Ok, now for the one that I believe everyone has a problem with, Crying Babies on a plane. I am reminded of that movie, Snakes on a Plane when I think of Crying Babies on a Plane. I am torn on this one, I really am. When I am in the presence of a Crying Baby, I like to look around at the people that are closest to see how they are handling it. It’s very interesting to watch. This is the top of the list of things passengers say that is a problem on planes, 24%.
There is the group of people who have headphones on and they just turn up whatever they are listening to, does this really work? Then there is another group who seems to be annoyed but not troubled by it, I find these tend to be people who are much older, probably because they have children and have been through this time and time again.

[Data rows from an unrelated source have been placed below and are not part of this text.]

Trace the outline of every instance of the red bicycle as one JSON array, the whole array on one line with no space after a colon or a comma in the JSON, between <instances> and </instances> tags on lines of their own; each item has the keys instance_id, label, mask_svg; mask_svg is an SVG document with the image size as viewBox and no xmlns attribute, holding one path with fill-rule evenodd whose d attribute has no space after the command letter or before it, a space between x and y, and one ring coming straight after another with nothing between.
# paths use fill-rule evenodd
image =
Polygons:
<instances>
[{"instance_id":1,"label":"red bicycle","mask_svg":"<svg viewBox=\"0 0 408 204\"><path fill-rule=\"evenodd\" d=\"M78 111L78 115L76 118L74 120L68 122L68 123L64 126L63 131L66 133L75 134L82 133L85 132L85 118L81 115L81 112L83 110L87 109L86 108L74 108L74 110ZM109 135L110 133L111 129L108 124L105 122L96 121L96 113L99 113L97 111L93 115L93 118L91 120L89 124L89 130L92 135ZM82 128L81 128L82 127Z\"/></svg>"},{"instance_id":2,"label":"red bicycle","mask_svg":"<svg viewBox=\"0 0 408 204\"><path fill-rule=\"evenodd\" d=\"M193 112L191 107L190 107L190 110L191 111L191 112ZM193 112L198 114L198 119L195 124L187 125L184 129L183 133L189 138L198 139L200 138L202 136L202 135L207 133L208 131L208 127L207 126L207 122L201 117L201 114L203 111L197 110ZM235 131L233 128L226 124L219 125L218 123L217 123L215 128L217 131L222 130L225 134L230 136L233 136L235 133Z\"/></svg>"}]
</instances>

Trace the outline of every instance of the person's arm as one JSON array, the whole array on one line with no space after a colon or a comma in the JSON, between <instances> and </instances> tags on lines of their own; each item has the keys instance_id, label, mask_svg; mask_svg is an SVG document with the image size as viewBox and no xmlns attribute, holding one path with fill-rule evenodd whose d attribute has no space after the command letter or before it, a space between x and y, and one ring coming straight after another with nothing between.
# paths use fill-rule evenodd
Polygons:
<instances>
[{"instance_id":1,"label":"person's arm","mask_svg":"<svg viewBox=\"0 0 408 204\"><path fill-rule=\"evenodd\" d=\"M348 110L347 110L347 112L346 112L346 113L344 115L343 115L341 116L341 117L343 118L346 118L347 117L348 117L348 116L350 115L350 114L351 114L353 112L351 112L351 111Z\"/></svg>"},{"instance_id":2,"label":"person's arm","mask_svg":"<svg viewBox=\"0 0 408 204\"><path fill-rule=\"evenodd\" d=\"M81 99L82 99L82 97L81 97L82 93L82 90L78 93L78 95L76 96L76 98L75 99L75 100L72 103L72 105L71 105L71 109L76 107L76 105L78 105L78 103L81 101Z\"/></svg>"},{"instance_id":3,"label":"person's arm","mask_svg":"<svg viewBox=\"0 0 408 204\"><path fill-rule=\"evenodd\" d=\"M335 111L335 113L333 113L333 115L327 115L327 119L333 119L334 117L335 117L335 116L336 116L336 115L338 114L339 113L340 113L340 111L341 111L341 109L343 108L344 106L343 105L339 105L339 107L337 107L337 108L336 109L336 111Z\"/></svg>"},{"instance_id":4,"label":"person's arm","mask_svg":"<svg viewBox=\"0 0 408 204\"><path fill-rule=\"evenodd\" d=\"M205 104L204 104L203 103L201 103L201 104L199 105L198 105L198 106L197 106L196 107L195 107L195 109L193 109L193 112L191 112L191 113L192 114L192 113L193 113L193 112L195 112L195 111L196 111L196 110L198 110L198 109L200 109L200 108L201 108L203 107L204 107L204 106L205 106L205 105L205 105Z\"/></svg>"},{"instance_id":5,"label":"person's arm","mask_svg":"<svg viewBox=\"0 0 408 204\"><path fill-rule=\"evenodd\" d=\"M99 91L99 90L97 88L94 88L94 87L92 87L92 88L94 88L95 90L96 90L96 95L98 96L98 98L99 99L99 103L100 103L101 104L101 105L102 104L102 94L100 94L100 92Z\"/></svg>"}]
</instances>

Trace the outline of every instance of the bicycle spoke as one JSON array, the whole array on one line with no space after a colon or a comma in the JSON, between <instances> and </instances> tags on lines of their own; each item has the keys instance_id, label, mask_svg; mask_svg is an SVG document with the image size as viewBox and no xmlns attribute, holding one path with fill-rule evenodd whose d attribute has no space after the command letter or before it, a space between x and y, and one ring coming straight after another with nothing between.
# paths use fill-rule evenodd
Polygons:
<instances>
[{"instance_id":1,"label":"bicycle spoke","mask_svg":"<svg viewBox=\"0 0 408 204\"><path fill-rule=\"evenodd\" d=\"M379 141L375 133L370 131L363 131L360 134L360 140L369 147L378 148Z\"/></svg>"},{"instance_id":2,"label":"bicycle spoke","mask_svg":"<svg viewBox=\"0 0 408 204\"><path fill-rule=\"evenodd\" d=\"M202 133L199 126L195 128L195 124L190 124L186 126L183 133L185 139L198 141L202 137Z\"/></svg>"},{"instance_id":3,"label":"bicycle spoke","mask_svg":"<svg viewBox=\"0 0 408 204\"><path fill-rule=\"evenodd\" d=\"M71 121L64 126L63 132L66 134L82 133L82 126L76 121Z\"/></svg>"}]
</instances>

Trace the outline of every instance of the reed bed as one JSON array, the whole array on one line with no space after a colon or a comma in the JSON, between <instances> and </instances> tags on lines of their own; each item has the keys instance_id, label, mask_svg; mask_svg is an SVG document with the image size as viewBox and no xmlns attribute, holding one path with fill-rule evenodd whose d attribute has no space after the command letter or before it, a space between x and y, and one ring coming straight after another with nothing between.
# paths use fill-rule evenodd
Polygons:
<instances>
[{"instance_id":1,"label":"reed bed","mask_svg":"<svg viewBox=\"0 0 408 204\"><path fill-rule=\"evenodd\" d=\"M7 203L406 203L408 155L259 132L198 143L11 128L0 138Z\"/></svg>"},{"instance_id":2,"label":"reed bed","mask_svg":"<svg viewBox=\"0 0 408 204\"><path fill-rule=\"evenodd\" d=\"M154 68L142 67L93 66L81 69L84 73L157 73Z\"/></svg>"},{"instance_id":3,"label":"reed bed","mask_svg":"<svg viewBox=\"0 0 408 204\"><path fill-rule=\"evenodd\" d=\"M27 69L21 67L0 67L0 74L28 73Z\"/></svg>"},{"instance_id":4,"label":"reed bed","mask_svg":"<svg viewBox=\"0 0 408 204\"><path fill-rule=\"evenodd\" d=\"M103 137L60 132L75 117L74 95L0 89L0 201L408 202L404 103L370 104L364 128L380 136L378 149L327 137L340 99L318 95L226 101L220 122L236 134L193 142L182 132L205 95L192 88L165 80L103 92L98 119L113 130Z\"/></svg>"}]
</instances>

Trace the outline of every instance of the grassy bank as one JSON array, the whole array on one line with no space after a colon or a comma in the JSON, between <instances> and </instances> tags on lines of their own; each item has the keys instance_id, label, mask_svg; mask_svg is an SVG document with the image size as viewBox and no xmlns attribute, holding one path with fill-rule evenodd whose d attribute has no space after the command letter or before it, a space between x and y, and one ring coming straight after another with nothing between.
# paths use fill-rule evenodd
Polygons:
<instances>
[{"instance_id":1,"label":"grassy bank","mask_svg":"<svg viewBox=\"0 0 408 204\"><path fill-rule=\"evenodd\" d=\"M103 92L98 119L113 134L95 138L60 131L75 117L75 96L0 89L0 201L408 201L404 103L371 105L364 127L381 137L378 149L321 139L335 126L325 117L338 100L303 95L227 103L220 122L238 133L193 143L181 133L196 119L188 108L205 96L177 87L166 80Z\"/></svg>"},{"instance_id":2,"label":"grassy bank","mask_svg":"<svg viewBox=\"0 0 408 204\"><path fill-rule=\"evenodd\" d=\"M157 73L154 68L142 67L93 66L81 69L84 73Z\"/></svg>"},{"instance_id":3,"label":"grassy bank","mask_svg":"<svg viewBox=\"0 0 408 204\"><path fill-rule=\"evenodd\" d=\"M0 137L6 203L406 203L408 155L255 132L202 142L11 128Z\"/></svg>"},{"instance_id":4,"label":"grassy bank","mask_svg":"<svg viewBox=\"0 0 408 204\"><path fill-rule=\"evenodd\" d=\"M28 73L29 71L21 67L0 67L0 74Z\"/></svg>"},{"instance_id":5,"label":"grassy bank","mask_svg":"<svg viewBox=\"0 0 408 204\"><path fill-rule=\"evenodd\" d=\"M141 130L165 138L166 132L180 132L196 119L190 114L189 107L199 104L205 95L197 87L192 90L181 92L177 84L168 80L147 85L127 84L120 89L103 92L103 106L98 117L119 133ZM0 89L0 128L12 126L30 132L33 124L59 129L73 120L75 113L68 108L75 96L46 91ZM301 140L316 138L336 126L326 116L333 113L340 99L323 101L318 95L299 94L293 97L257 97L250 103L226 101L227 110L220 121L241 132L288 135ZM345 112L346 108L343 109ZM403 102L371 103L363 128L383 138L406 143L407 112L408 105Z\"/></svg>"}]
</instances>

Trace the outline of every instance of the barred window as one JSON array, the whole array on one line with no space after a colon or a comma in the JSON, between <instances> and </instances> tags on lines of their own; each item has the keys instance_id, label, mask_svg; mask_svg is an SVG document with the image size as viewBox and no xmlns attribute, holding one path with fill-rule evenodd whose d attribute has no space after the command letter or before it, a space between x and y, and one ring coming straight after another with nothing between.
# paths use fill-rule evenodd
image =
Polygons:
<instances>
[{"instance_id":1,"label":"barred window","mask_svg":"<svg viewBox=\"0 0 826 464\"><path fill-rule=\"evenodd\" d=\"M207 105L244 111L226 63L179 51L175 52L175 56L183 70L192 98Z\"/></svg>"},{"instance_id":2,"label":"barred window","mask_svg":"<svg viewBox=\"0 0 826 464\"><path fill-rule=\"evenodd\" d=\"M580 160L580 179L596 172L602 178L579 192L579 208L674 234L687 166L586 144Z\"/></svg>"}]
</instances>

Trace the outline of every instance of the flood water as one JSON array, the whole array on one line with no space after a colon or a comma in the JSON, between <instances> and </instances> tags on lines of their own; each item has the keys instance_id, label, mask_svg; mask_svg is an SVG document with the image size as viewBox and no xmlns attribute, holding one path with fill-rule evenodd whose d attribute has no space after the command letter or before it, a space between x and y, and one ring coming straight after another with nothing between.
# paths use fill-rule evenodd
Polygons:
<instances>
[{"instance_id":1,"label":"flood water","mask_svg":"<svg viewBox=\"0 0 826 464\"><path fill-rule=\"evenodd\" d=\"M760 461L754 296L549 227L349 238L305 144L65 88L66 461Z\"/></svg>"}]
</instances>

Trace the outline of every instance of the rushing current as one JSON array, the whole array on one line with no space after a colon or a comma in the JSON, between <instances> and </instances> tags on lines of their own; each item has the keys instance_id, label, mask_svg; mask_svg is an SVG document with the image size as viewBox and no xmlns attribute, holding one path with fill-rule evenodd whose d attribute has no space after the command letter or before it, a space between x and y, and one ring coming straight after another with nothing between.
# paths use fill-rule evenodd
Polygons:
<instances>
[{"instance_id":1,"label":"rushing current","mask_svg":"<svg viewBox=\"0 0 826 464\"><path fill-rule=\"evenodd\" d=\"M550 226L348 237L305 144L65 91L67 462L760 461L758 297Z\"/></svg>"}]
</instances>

Then there is the final group who are noticeably agitated, and many of them are middle aged, business travelers. These people are more like me they’re on that plane because they have to be. We are not always happy to be there and sadly find ourselves in that position quite a lot.
We are annoyed that someone has allowed a Crying Baby on OUR plane. Thats right I said it, OUR plane.
And this is my point, because people like me fly so often we take for granted that it’s a public space, that it’s not OURS to do as we wish. So, we tend to be easily annoyed by things that we believe are unacceptable to us on OUR plane.
There has been lots of grumbling about Babies on planes, some airlines are looking at family sections on a plane, what do you think about this approach, good or bad? Would some people think it’s discriminatory? Would you have to pay more or less to be in this section? How far away does a Crying Baby have to be from your seat to make it tolerable? Will it have a Plastic Ball Bin and Slide to play on in this section?
|My Greatest fear after the Jump|
In my younger days, I was easily annoyed by Crying Babies and would be noticeably agitated even going so far as to say something to the parent. At times I wanted to jump out of the plane. As I have matured I have settled down a bit, maybe because I can remember what it was like traveling with a Crying Baby. I can remember people staring at me with contempt and dislike. A Crying Baby is a person, and for all you do as a parent, your not likely to quiet the child if the child doesn’t want to be quiet. As a parent, if your child is crying and you can’t stop it, then acknowledge it. I mean confront the passengers around you right away and say, I am sorry, I will do my best to quiet my child, however it may not always work. Look them in the eye and say, please be patient I am trying. This will do much to keep your fellow passengers from shooting those glaring looks your way.
I know a lot of adults who hate to fly, imagine how a baby might feel about flying. There is no easy answer to this issue only through the show of patience, understanding and empathy for the parents will everyone get through the flight. If all else fails, it might be possible to just move to another seat.